Can you please include your guided project file in the original post?

Thanks.

Hi! I’m sorry for the confusion. I’ve uploaded the file on GitHub, here is the link: https://github.com/xiaoshanyou/app/blob/master/appanalysis.ipynb

Thank you!

1 Like

Hi @stellayou1126
If you are using python2.7 table[key] / total will give always zero because you are dividing two integers and python2.7 will applier Euclidean division , you can try to initial total by 0.0 in freq_table function

def freq_table(dataset, index):
    table = {}
    total = 0
    
    for row in dataset:
        total += 1
        value = row[index]
        if value in table:
            table[value] += 1
        else:
            table[value] = 1
    
    table_percentages = {}
    for key in table:
        percentage = (table[key] / total) * 100
        table_percentages[key] = percentage 
    
    return table_percentages
1 Like

@bahmed21Hi!
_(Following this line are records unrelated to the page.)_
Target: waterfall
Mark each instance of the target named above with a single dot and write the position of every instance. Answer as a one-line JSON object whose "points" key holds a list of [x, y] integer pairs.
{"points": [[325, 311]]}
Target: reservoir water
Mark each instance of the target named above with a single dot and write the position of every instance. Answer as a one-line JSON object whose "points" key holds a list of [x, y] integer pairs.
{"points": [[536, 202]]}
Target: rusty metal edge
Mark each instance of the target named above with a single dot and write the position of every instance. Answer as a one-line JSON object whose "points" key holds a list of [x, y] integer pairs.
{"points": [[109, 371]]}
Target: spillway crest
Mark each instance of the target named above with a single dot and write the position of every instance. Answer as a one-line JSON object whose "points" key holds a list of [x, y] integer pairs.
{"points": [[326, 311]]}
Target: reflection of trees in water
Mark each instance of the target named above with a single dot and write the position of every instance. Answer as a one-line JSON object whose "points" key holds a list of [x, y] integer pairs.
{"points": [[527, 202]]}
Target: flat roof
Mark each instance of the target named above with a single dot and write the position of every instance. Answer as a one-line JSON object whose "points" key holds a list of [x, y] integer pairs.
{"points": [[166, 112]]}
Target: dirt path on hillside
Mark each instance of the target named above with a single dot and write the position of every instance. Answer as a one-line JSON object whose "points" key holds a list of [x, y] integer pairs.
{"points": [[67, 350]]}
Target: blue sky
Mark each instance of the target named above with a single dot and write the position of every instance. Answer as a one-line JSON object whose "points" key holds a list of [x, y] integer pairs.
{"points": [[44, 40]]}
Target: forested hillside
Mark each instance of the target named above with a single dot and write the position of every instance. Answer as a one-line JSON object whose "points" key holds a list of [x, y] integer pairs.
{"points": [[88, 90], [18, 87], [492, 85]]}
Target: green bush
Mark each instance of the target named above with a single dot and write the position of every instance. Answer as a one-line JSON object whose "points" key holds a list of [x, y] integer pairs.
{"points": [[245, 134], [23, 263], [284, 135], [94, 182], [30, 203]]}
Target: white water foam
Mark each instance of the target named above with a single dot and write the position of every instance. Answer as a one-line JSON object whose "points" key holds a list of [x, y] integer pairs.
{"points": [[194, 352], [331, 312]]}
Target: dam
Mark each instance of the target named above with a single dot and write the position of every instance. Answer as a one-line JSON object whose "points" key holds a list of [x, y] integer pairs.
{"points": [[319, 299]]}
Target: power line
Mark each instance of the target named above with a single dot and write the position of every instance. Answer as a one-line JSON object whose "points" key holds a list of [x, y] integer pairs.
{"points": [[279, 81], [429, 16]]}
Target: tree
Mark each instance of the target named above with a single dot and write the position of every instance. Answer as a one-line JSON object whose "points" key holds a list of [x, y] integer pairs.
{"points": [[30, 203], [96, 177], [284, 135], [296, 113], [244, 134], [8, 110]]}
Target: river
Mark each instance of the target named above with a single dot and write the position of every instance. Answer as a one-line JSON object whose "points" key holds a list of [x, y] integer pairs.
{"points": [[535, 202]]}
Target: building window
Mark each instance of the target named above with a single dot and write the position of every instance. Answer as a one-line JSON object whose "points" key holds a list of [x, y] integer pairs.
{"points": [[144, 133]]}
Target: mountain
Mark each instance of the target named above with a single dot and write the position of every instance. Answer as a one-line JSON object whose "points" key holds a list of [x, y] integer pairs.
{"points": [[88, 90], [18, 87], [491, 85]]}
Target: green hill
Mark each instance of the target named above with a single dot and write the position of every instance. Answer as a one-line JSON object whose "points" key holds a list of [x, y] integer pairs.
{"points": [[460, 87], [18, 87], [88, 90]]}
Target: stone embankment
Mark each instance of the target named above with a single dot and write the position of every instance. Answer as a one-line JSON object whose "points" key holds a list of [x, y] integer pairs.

Thank you so much for your help! I solved the problem, and do you have any idea why my result looks like this:
(‘Games’, ‘:’, 58.53581571473651)
instead of :
Games : 58.16263190564867
when I printed it out?

You are welcome @stellayou1126
you can modify the last line display_table function like this

def display_table(dataset, index):
    table = freq_table(dataset, index)
    table_display = []
    for key in table:
        key_val_as_tuple = (table[key], key)
        table_display.append(key_val_as_tuple)
        
    table_sorted = sorted(table_display, reverse = True)
    for entry in table_sorted:
        print entry[1]+' :', entry[0]
1 Like

That’s perfect. Does that mean I don’t need type parenthesis when I use ‘print’ function in Python2.7?

Yes, but is better to use the parentheses because in the end, you have to move to python 3 where you have to use theme.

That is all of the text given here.